Hell yeah, very creative ideas in a non conventional vehicle, nice job as usual guys! Love it......


----------



## DavidRam (Nov 2, 2014)

Very nice job! I know how challenging a Wrangler can be...


----------



## Victor_inox (Apr 27, 2012)

More I look at your installs more I want to drive to Cali, drop my vehicle in your shop for a week and take a vacation.


----------



## rockinridgeline (Feb 2, 2009)

Love the way you guys creatively solve problems. Another great build!

Sent from my SAMSUNG-SM-N920A using Tapatalk


----------



## simplicityinsound (Feb 2, 2007)

Victor_inox said:


> More I look at your installs more I want to drive to Cali, drop my vehicle in your shop for a week and take a vacation.


its not THAT far


----------



## Victor_inox (Apr 27, 2012)

simplicityinsound said:


> its not THAT far


 About 20 hours drive. I drove it once. duable.


----------



## Viggen (May 2, 2011)

Great work.... Always impressed with what you do and since I own a similar vehicle (wrangler unlimited rubicon hard rock) I have been attempting to figure out what to do with the oem stereo.

I have seen other people do subs under those seats, a pair of 10's just like what you did. I think it's the best way to go. Are those enclosures something you are willing to reproduce/sell?

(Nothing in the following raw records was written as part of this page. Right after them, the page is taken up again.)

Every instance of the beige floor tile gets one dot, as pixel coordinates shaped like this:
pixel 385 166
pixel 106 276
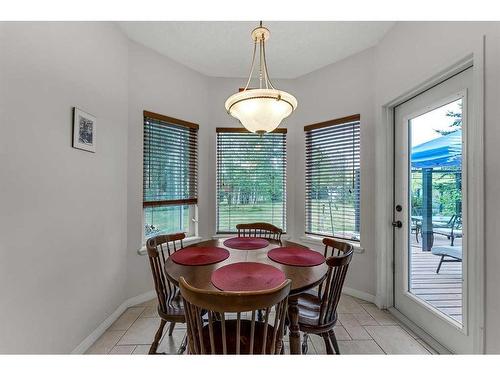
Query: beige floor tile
pixel 427 346
pixel 126 319
pixel 141 349
pixel 353 327
pixel 365 319
pixel 359 347
pixel 381 316
pixel 150 312
pixel 151 302
pixel 341 333
pixel 395 340
pixel 122 349
pixel 410 332
pixel 142 332
pixel 106 342
pixel 359 300
pixel 171 344
pixel 347 304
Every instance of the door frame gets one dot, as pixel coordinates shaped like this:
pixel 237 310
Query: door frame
pixel 385 196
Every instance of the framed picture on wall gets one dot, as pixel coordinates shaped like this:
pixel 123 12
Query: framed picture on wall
pixel 84 130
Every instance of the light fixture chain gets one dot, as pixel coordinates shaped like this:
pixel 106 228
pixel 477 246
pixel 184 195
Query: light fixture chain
pixel 265 69
pixel 253 65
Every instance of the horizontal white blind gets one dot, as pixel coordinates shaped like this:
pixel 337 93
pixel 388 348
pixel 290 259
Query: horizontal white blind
pixel 170 162
pixel 251 178
pixel 333 179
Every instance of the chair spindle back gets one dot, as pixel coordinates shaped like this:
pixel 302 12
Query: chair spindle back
pixel 156 246
pixel 261 230
pixel 222 334
pixel 338 256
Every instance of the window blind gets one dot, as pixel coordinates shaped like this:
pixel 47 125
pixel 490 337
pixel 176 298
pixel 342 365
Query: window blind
pixel 251 178
pixel 170 172
pixel 332 183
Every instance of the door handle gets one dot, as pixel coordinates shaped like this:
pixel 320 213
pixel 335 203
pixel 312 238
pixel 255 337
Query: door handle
pixel 397 224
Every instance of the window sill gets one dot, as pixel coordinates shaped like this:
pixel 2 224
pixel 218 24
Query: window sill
pixel 186 241
pixel 316 240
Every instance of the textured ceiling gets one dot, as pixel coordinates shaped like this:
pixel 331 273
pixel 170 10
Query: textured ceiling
pixel 224 49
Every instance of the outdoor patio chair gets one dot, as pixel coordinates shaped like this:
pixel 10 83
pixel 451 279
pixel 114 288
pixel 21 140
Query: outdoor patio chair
pixel 448 254
pixel 452 229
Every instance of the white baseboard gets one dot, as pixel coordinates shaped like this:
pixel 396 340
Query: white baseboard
pixel 96 333
pixel 358 294
pixel 428 339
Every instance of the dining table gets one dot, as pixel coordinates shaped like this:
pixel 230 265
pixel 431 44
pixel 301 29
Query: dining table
pixel 302 278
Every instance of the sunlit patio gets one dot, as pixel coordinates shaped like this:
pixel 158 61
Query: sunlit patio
pixel 441 290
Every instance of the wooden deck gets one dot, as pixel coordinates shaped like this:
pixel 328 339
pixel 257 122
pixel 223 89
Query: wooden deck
pixel 443 290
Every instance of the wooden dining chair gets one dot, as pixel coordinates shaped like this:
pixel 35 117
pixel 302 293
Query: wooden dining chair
pixel 232 326
pixel 170 307
pixel 261 230
pixel 318 311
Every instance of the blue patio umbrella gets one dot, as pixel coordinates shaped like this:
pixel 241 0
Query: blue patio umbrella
pixel 444 151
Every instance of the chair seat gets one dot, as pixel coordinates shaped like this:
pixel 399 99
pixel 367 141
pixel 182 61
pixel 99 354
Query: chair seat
pixel 451 251
pixel 447 232
pixel 309 308
pixel 231 329
pixel 174 311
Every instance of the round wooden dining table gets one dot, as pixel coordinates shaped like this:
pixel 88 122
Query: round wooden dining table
pixel 303 278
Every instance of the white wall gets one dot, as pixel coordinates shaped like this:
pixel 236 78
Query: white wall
pixel 63 217
pixel 410 54
pixel 161 85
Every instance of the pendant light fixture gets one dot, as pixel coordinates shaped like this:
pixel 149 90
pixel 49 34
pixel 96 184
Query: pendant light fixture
pixel 260 110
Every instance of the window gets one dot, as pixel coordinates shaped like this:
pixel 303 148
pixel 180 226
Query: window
pixel 251 178
pixel 170 175
pixel 333 178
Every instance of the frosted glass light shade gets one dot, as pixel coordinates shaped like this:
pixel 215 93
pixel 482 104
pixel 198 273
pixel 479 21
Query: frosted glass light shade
pixel 261 110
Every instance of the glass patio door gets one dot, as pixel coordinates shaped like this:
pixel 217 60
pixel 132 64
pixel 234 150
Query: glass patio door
pixel 430 211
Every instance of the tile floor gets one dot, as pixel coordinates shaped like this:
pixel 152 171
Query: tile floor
pixel 362 329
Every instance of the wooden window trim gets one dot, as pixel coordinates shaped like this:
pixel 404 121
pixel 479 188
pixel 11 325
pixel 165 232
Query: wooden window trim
pixel 338 121
pixel 175 202
pixel 170 120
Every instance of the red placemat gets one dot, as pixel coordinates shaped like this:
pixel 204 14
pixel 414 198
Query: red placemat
pixel 296 256
pixel 199 256
pixel 246 243
pixel 247 276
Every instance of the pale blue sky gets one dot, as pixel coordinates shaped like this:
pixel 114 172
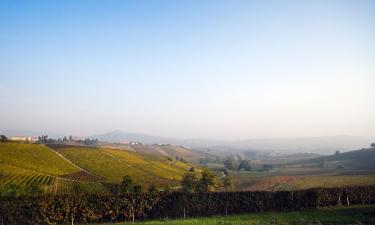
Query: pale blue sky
pixel 223 69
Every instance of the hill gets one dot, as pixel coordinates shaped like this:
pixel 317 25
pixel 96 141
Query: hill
pixel 112 164
pixel 355 160
pixel 63 168
pixel 322 145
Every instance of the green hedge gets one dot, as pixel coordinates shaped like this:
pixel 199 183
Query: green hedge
pixel 103 207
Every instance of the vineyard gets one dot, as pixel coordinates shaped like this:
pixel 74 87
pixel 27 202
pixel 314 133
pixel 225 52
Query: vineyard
pixel 112 165
pixel 86 208
pixel 34 169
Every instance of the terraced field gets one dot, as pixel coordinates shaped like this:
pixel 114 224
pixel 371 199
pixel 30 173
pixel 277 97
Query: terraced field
pixel 38 158
pixel 112 165
pixel 29 165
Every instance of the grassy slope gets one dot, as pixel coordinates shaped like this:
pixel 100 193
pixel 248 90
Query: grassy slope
pixel 34 157
pixel 24 165
pixel 326 181
pixel 114 164
pixel 359 159
pixel 351 215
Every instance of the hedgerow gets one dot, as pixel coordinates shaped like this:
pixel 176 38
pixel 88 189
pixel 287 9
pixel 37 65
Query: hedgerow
pixel 86 208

Same with those A pillar tweeter mounts, never been a fan of big bulky pods and what you did looks great, any interest in selling those?


----------



## DLO13 (Oct 24, 2010)

Bing - Great build as usual.




> then jesse fabricated the top grille, and embedded neodymium magnets in them to allow them to attach to the subbox, and also fabricated the rings for the top mount grille:


I just have one question: Why the hell would you use neodymium magnets instead of ceramic or ferrite? Does it enhance the sound quality of the sub?


----------



## miztahsparklez (Jan 11, 2006)

Because they are small and strong, holding the grille in


Sent from my iPhone using Tapatalk


----------



## simplicityinsound (Feb 2, 2007)

yeah, they are the ones strong enough to hold a big grille in. for something like a ferrite magnet it would be HUGE


----------



## DLO13 (Oct 24, 2010)

simplicityinsound said:


> yeah, they are the ones strong enough to hold a big grille in. for something like a ferrite magnet it would be HUGE



But do you find that they are strong enough to cause mechanical issues for the subwoofer?


----------



## miztahsparklez (Jan 11, 2006)

DLO13 said:


> But do you find that they are strong enough to cause mechanical issues for the subwoofer?



They serve no purpose but to hold the grille in...... 


Sent from my iPhone using Tapatalk


----------



## theksmith (Dec 2, 2014)

impressive attention to detail, nicely done!


----------



## bigharv (Mar 26, 2014)

Another great install from SIS. Your build logs have inspired me to plan my own upcoming install WAY beyond my initial intentions. Keep 'em coming!


----------